〜岩国市医療センター医師会病院開設20周年を迎えて〜
センター長 正木 康史
岩国市医療センター医師会病院も早いもので、平成25年8月に開設20周年を迎えることができました。一時聖域なき改悪をもたらす経済至上主義の荒波が医療界にも押し寄せ、厳しい経営環境を強いられましたが、岩国市、県をはじめとする行政、山口大学医学部、県医師会、地域住民の方々、医師会員、その他多くの皆様の温かいご支援ご協力、さらに内山院長はじめ医師会病院職員、また故山田孟名誉センター長および村山正毅前センター長のご努力で健全経営を続けることが出来ました。皆様に感謝申し上げます。
20年の歩みを顧みると、
H5 8月1日 岩国市医療センター医師会病院開設
H5 10月1日 救急センター診療開始
H6 6月 院内保育所開設
H6 11月 開放型病院認可
H10 4月 災害拠点病院指定
H10 12月 地域医療支援病院承認(県内初、全国でも8番目)
H12 4月 日本医療機能評価機構より「認定病院」指定
(県内で5番目、全国の医師会病院では初)
H13 1月 第一回QCサークル発表大会
H16 4月17日 医師会病院開設10周年記念・リハビリテーション施設竣工記念式典
H16 5月 リハビリテーション施設開設
H19 4月 DPC算定導入
療育センター開設
H21 3月 災害派遣医療チーム(DMAT)指定
H22 6月 7:1看護体制入院基本料受理
H24 7月 岩国市療育センター開所
H24 10月 電子カルテシステム運用開始
以上のような主な出来事が挙げられる。
医師会病院の設立目的は365日24時間救急体制の確立、高度な診断技術、医療機能による予防医学を含めた先進医療の実現、高齢化社会に対応した支援体制の確立やリハビリテーションの充実などであり、岩国市民に望まれて実現した医療施設であります。岩国医療圏の将来像を考える時、例えば救急医療一つをとっても国立岩国医療センター一か所では維持が出来ず、一次、二次救急を行う医師会病院が必要とされることは間違いありません。国立岩国医療センターには三次を中心とした高度救急医療を担っていただくのがベストだと考えます。

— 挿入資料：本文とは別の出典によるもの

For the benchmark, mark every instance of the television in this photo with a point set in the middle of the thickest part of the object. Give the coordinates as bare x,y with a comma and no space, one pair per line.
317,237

さて、医師会病院も開設20周年を迎え、マラソンで言えば折り返しに差し掛かってきており、医師会病院の将来像を考える時期に来ていると考えます。病院の建て替え問題やその資金をどうするか、また時代に即した病院形態、経営形態はいかにあるべきかなど、そろそろ検討する機会を設け、準備を進める時期にきております。現在の医師会病院の最も大きな問題点は医師、看護師などのマンパワー不足であります。必要な医師、看護師が十分確保できれば経営面も含めて理想的な医療が提供できますが、現実は非常に厳しい状況にあります。現在の山口大学医学部の入局者数は底に近く、今後地域枠の卒業生が増加してきて、入局者数も増えてくるのは間違いないが、それらの医師が戦力になるには10年程度かかると考えられる。それまでは医師会病院の状況も厳しいものと覚悟する必要がありますが、この間何としても24時間救急医療、高度な診断技術や医療を提供する急性期病院として頑張り、また充実したリハビリ、療育や緩和ケアなどを提供し、市民にとってなくてはならない病院であり続けなければならないと考えております。皆様方のより一層のご鞭撻を、またご助言、ご指導をよろしくお願いいたします。